Das Projekt in der Kreisklinik Tuttlingen startete im April 2005 und ist zu einem Erfolg geworden. Hier haben Personen, die aufgrund von Krankheit, Alter und anderen Hemmnissen aus dem Berufsleben ausgeschlossen sind, Menschen in prekären Lebenssituationen, oder junge Erwachsene nach einem missglückten Berufsstart, die Chance wieder in den „normalen“Alltag zurückzufinden. Unterstützt werden sie in Tuttlingen von vier verantwortlichen Mitarbeiterinnen: Lydia Jabs, Doris Haas, Antje Haring und Petra Köhn.
Regelmäßige Kontakte
„Momentan haben wir 30 Mitarbeiter im Projekt Kaffee Zeit“, sagt Werner Mayer, der beim Psychosozialen Förderkreis die „Fäden“für die Beschäftigung der hilfesuchenden Menschen in den Händen hält. „Wir haben hier täglich regelmäßige Besucher, hauptsächlich aus dem Umfeld. Pfleger, Schwestern, Ärzte, Mitarbeiter der Verwaltung, Besucher, Patienten, aber auch Gäste von außen, die uns einfach unterstützen wollen“, so Mayer. Gerade diese regelmäßigen Kontakte seien es, die für die hier beschäftigten Menschen besonders wertvoll sind, so Mayer. „Unseren Beschäftigten geben diese täglichen Kontakte ein Gefühl der Stabilisierung. Durch die Tätigkeit und Anerkennung werden sie dazu ermuntert, wieder an sich zu glauben. Sie fassen den Mut, nach vorne zu schauen und sind überzeugt, dass sie wieder gesund werden, sich wieder in den ersten Arbeitsmarkt integrieren können“, betont Mayer.

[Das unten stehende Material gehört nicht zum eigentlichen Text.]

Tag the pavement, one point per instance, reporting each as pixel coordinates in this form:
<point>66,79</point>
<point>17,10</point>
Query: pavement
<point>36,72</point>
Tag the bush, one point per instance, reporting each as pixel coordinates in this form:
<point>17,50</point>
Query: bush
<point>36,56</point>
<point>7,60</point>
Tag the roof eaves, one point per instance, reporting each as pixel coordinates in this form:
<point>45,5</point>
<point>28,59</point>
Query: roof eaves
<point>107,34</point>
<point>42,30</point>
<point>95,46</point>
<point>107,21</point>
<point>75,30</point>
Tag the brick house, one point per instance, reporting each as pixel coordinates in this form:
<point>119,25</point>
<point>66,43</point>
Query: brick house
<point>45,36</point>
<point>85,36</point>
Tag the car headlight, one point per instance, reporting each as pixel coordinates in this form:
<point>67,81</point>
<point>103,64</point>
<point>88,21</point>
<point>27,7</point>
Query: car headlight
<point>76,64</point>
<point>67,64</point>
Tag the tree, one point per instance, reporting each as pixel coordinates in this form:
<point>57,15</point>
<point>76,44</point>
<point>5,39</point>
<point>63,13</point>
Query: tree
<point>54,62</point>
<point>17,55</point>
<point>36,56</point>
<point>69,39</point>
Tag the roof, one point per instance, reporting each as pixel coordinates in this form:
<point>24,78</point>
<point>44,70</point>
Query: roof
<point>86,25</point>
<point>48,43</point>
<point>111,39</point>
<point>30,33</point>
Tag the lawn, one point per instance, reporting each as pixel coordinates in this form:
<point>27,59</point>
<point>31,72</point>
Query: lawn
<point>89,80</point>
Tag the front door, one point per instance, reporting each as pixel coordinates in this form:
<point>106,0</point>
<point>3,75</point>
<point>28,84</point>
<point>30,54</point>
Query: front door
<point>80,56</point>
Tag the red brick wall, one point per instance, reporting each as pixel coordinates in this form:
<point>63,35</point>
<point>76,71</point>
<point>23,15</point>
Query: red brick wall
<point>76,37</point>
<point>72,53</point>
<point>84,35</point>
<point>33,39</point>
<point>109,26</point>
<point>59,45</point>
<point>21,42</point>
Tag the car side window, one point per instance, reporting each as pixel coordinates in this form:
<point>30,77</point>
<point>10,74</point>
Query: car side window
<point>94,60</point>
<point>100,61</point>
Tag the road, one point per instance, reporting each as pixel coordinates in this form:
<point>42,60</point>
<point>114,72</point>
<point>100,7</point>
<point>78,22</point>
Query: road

Eingeleitet werden die psychischen Erkrankungen oft durch langsam ansteigende prekäre Lebenssituationen wie Krankheit, Tod von Angehörigen, der Verlust des Arbeitsplatzes und daraus resultierend die Langzeitarbeitslosigkeit. „Viele von ihnen haben Angst, dass sie diesen Kreis nicht mehr verlassen können, manche geben dann auf. Sie schotten sich ab, gehen vor Angst, zu versagen nicht mehr raus, lassen sich gehen“, erzählt Werner Mayer, und genau da setzen und unterstützen die Projekte des Psychosozialen Förder- kreises an.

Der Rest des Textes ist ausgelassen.